The main immunological measure used to determine vaccine immunogenicity was the ex vivo IFN-γ ELISPOT response, which correlates with protection in mouse sporozoite challenge studies. This was performed at baseline, 7, 21–28 and 150–300 d after vaccination. These measurements were carried out on fresh PBMCs using pools of 20-mer peptides that span the length of TRAP and overlap by 10 amino acids (W.H.R. and J.M.V., unpublished data). The known epitopes in the ME string (Fig. 1b and ref. 23) were also tested in pools. Briefly, 400,000 PBMCs per well were plated directly onto the ELISPOT plate (MAIP, Millipore) in the presence of 25 μg/ml of each peptide and incubated for 18 h. ELISPOT responses to TRAP peptides of the vaccine strain, T9/96, and to the challenge strain, 3D7, were assessed separately. The 57 T9/96 TRAP peptides were tested in four pools and the 3D7 TRAP peptides were tested in six pools (Fig. 3c). The promiscuous HLA class II–binding peptides from bacillus Calmette-Guérin and tetanus toxoid were tested separately. Assays were performed in duplicate and the results were averaged. Antibodies to the CSP NANP repeat sequence and to TRAP of both the 3D7 and T9/96 strains were measured by ELISA.

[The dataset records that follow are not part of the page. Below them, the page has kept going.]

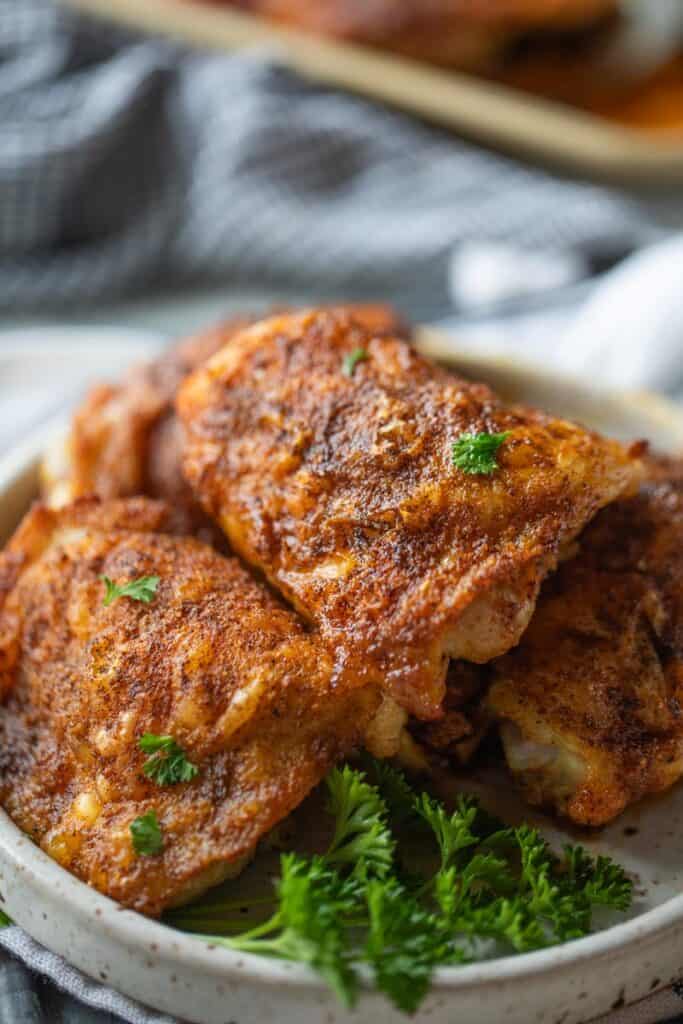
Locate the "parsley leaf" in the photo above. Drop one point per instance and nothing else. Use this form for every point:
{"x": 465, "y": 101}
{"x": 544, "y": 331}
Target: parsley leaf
{"x": 137, "y": 590}
{"x": 453, "y": 832}
{"x": 352, "y": 359}
{"x": 309, "y": 925}
{"x": 476, "y": 454}
{"x": 404, "y": 943}
{"x": 349, "y": 906}
{"x": 361, "y": 837}
{"x": 167, "y": 764}
{"x": 146, "y": 835}
{"x": 394, "y": 788}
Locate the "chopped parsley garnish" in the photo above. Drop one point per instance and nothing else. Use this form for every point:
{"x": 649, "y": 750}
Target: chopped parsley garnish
{"x": 146, "y": 835}
{"x": 167, "y": 763}
{"x": 355, "y": 905}
{"x": 351, "y": 360}
{"x": 475, "y": 454}
{"x": 137, "y": 590}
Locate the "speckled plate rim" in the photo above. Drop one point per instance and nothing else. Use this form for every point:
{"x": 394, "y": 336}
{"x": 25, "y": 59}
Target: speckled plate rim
{"x": 19, "y": 858}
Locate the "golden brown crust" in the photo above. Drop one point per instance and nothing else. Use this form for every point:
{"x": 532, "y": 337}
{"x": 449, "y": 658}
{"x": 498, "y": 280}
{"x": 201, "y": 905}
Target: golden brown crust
{"x": 214, "y": 660}
{"x": 342, "y": 491}
{"x": 125, "y": 439}
{"x": 599, "y": 673}
{"x": 462, "y": 33}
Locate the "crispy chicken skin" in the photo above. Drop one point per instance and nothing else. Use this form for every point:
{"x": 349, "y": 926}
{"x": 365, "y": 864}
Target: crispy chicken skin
{"x": 124, "y": 438}
{"x": 460, "y": 33}
{"x": 591, "y": 701}
{"x": 341, "y": 489}
{"x": 215, "y": 660}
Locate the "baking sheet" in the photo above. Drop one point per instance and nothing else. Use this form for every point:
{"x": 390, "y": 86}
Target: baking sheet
{"x": 488, "y": 112}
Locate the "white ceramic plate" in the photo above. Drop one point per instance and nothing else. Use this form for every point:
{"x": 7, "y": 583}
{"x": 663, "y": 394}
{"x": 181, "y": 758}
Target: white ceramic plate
{"x": 568, "y": 984}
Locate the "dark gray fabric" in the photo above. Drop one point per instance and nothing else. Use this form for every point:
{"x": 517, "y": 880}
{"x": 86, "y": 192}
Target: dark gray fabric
{"x": 126, "y": 161}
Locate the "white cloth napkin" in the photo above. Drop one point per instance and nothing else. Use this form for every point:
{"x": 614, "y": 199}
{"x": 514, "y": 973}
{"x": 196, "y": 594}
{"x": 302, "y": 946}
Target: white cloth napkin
{"x": 627, "y": 334}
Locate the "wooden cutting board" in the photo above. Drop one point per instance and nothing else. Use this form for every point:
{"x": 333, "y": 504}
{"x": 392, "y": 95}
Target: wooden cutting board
{"x": 610, "y": 133}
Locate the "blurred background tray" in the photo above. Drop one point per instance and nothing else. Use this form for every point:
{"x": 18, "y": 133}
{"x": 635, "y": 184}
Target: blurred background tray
{"x": 612, "y": 110}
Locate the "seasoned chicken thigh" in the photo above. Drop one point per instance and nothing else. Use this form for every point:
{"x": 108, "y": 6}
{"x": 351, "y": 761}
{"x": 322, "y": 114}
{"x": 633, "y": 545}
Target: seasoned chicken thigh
{"x": 591, "y": 702}
{"x": 460, "y": 33}
{"x": 325, "y": 451}
{"x": 212, "y": 664}
{"x": 125, "y": 440}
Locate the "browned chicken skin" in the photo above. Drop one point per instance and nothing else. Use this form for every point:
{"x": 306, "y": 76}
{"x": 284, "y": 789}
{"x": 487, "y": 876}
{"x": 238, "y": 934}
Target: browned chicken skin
{"x": 591, "y": 702}
{"x": 214, "y": 660}
{"x": 125, "y": 437}
{"x": 341, "y": 489}
{"x": 460, "y": 33}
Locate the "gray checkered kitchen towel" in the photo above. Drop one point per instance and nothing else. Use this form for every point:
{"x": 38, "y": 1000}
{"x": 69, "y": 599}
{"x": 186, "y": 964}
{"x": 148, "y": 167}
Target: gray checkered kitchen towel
{"x": 126, "y": 162}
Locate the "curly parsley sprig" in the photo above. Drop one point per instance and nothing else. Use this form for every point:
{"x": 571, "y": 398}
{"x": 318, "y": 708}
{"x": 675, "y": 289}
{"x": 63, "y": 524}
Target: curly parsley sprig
{"x": 352, "y": 906}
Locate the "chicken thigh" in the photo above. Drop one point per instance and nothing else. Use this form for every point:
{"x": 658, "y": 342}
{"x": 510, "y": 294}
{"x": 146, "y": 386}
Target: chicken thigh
{"x": 591, "y": 702}
{"x": 326, "y": 452}
{"x": 207, "y": 668}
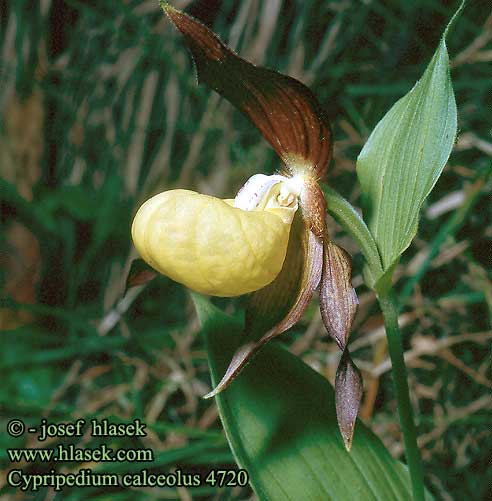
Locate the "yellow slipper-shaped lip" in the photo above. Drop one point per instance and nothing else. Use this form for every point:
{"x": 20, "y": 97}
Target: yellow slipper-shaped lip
{"x": 209, "y": 245}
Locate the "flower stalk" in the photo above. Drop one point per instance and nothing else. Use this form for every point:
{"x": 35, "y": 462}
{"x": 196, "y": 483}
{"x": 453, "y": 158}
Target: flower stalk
{"x": 388, "y": 303}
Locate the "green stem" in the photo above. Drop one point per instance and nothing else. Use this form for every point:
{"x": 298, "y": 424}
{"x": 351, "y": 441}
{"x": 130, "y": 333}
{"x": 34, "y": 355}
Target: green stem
{"x": 389, "y": 307}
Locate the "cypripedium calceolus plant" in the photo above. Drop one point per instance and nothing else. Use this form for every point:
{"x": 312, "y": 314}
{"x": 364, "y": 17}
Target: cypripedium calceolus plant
{"x": 271, "y": 240}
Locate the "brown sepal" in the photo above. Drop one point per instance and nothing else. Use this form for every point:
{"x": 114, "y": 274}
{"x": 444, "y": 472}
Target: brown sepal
{"x": 348, "y": 395}
{"x": 285, "y": 111}
{"x": 337, "y": 298}
{"x": 262, "y": 314}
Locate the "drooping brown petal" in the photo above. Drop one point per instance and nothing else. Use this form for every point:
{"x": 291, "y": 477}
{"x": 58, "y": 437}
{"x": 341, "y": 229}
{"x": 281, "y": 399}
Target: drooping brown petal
{"x": 348, "y": 394}
{"x": 285, "y": 111}
{"x": 313, "y": 206}
{"x": 337, "y": 298}
{"x": 265, "y": 306}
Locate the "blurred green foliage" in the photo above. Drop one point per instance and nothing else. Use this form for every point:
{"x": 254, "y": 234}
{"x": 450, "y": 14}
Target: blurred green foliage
{"x": 99, "y": 109}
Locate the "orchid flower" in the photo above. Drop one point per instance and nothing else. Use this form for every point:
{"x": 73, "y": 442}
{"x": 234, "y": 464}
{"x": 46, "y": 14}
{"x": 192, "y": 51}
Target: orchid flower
{"x": 271, "y": 240}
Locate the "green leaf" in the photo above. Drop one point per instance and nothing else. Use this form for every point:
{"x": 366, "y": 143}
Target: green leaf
{"x": 405, "y": 155}
{"x": 279, "y": 418}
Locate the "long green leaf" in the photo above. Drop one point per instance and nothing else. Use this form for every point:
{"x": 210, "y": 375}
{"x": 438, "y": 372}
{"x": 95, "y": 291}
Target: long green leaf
{"x": 279, "y": 418}
{"x": 405, "y": 155}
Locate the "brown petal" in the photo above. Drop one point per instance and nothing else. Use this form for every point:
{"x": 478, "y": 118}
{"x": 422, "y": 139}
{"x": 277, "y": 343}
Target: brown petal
{"x": 277, "y": 307}
{"x": 337, "y": 298}
{"x": 285, "y": 111}
{"x": 348, "y": 394}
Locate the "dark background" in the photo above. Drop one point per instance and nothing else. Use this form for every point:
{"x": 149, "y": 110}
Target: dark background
{"x": 99, "y": 109}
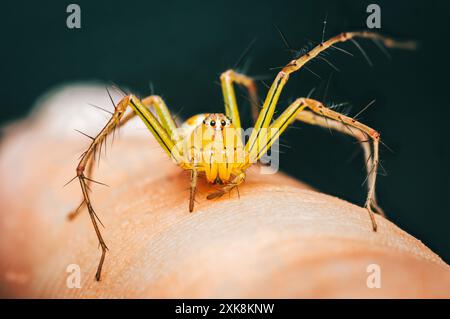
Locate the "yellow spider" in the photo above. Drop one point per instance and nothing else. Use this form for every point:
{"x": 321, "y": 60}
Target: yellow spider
{"x": 212, "y": 144}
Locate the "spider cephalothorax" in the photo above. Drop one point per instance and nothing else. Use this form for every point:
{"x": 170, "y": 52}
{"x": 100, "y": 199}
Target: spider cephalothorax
{"x": 212, "y": 143}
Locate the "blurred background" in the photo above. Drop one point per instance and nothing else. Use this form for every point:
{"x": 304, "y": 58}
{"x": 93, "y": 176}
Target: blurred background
{"x": 181, "y": 47}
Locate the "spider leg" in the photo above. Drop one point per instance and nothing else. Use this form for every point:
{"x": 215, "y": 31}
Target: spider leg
{"x": 268, "y": 108}
{"x": 160, "y": 133}
{"x": 318, "y": 115}
{"x": 227, "y": 79}
{"x": 193, "y": 188}
{"x": 164, "y": 117}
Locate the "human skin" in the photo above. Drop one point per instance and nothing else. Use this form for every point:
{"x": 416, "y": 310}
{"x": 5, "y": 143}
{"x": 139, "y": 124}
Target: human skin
{"x": 279, "y": 238}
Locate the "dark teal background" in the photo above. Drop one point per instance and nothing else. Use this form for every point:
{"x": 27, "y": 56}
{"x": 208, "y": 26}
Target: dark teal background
{"x": 183, "y": 46}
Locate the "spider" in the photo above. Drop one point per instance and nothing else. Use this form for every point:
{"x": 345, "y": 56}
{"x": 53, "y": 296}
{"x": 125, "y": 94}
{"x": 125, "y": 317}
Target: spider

Analysis of immunogenicity.

ELISPOT assays in which more than 50 spots per million PBMCs were present with medium and cells alone were not included in the analysis. The ELISPOT data were analyzed by subtracting the number of spots in the wells with medium and cells alone from the counts of spots in wells with pools of peptides and cells. Counts less than zero were disregarded. The results were summed across all the peptide pools for one donor at one time point. This will count twice a T cell that responds to any of the 10-mer overlap regions that occur in two pools with adjacent peptides. The sensitivity of the analysis was maximized by summing across all peptide pools after wells with negative values were fixed to zero, although the absolute number of reactive cells may have been slightly inflated. Arithmetic and geometric means of the summed peptide-specific spots are presented with the standard error of the mean. Analysis of variance for repeated measurements was used to compare between groups and to compare postvaccination with baseline measures. This model uses the cellular immune response for several time points for each subject to maximize the power to detect an effect. At the same time, it models the dependency within an individual's repeated measures.

Challenge.

Five Anopheles stephensi mosquitoes, each with 102–104 sporozoites per salivary gland, were allowed to bite each subject, thus delivering 3D7 strain P. falciparum sporozoites33. Challenges took place 14–37 d after the final vaccination. Monitoring took place twice daily using Giemsa-stained thick blood films starting on day 5. Subjects were treated with chloroquine after the first confirmed positive blood film. The five or six unvaccinated control subjects in each challenge trial all developed parasitemia 8–13 d later. Data were pooled from three similarly performed challenge studies at different time points, each with 5–6 unvaccinated controls and 9–12 vaccinees. There was no significant difference in time to parasitemia between the control groups in these three challenges. The time to parasitemia between groups of subjects was compared using the log rank test. No significant differences were observed between the pooled unvaccinated controls and the DDD(1), D(1)MM(3), DD(1)MM(3) and MMM(3) groups (Table 1), all of which showed modest immunogenicity (Fig. 2 and Table 2). In contrast, the heterologous prime-boost groups GGMM(3), DDDMM(15) and DDD_MM(15), which showed high immunogenicity (>150 SFU/106 PBMCs; Fig. 2 and Table 2), showed a significant delay in time to parasitemia (Fig. 3e).